Luckily, blogger Ryan Harrison has some neatly packaged and smart tips to help you answer that question and then take the steps to be financially and environmentally responsible.  Check out his latest article below -

 

Be Green and Save Green by Becoming a One-Car Family

 

Byline: Ryan Harrison Ryan is a dad of two who blogs about finding the best deals, family budgeting and frugal living.

 

All that horsepower sitting in your driveway is eating a substantial amount of green each year. According to a 2013 AAA report, the average cost of owning and operating a typical sedan-sized vehicle is $9,122. So if your family is searching for a quick way to save nearly $10,000 a year, getting rid of a vehicle may be the cost-cutting answer you’ve been looking for. By becoming a one-vehicle family, you will be forced to carpool more often, to combine trips or to use other forms of transportation, which means you also will be reducing your carbon footprint.

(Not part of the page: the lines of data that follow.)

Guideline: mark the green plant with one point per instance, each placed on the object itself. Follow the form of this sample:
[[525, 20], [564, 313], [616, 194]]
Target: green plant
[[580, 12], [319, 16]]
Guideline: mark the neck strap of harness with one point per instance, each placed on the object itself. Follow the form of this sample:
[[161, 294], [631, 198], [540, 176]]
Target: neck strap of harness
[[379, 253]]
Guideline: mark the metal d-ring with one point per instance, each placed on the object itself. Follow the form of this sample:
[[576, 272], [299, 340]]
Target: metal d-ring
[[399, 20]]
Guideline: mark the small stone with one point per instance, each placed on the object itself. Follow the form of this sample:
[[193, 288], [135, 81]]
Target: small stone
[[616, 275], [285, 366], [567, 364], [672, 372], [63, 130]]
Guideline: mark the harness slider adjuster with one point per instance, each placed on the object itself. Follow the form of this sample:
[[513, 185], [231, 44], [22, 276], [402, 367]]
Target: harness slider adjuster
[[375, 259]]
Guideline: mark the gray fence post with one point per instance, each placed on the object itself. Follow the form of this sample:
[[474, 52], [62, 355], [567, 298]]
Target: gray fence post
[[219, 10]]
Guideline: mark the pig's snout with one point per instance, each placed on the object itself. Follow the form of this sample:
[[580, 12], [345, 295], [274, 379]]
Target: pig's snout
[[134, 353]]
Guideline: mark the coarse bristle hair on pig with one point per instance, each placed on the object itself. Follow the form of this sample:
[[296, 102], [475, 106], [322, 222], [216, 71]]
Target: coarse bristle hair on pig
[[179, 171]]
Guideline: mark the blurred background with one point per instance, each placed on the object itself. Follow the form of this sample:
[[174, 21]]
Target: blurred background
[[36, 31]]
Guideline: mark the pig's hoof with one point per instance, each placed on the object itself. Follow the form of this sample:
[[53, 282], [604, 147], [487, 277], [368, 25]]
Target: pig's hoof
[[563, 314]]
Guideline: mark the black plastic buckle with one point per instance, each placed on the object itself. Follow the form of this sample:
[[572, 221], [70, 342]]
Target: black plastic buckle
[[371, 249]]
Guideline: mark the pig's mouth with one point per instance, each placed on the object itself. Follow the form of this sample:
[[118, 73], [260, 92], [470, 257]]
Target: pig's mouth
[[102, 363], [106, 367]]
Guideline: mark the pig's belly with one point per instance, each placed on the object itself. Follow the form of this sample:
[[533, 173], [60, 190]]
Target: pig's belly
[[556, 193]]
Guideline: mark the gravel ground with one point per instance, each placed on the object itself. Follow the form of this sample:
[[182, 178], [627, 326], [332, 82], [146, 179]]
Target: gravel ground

Choosing Your One and Only

Of course, if you are serious about becoming a single-car family for both financial and ecological reasons, you need to choose your one and only vehicle carefully. Ideally, your automobile should not only be a great value for your dollar, but it also should be fuel efficient and reliable. Don’t fret if you can’t afford a new vehicle that fits these criteria. Purchasing a good used auto with low mileage will be a better deal in the long run since new vehicles typically lose as much as 25 to 30 percent of their value in their first year.

Before shopping for a pre-owned vehicle, make sure to consult the used car section on Kelley Blue Book. The better informed you are about prices and options, the more likely you will be to strike a good deal on a used vehicle when you hit the dealerships.

Options for When You Need a Vehicle

One of the biggest fears for families downsizing to a single vehicle is that they could be stuck in a pinch—that their one and only automobile will break down or will be miles away when someone desperately needs the vehicle. Fortunately, there are a number of options available for those days when you just have to have an extra set of wheels.

  • mytaxi: With mytaxi, you no longer have to stand on a corner and hope to hail a cab. This app allows you to call and pay for a cab via your smartphone and is currently available in a number of cities in the United States.
  • Uber: This app is similar to mytaxi, except that it also can connect you with luxury town cars and economy vehicles as well as cabs. Uber service is currently available in many large cities in the United States.
  • Bikeshare: Maybe you don’t really need a car, but just a set of wheels to get you from one part of the city to another. For those times, Bikeshare may be the answer. Bikeshare is currently available in a few large cities in the United States but its popularity is growing. With Bikeshare, you can rent a bike from one station and then return it to another one near your final destination.
  • Zipcar: Members of this popular and convenient program can rent a vehicle by the hour or by the day. All you have to do is sign up and, if approved, you will then receive a little card that will allow you to unlock reserved Zipcars located near you. Once you are done using a Zipcar, you just return it to the parking space where you picked it up from.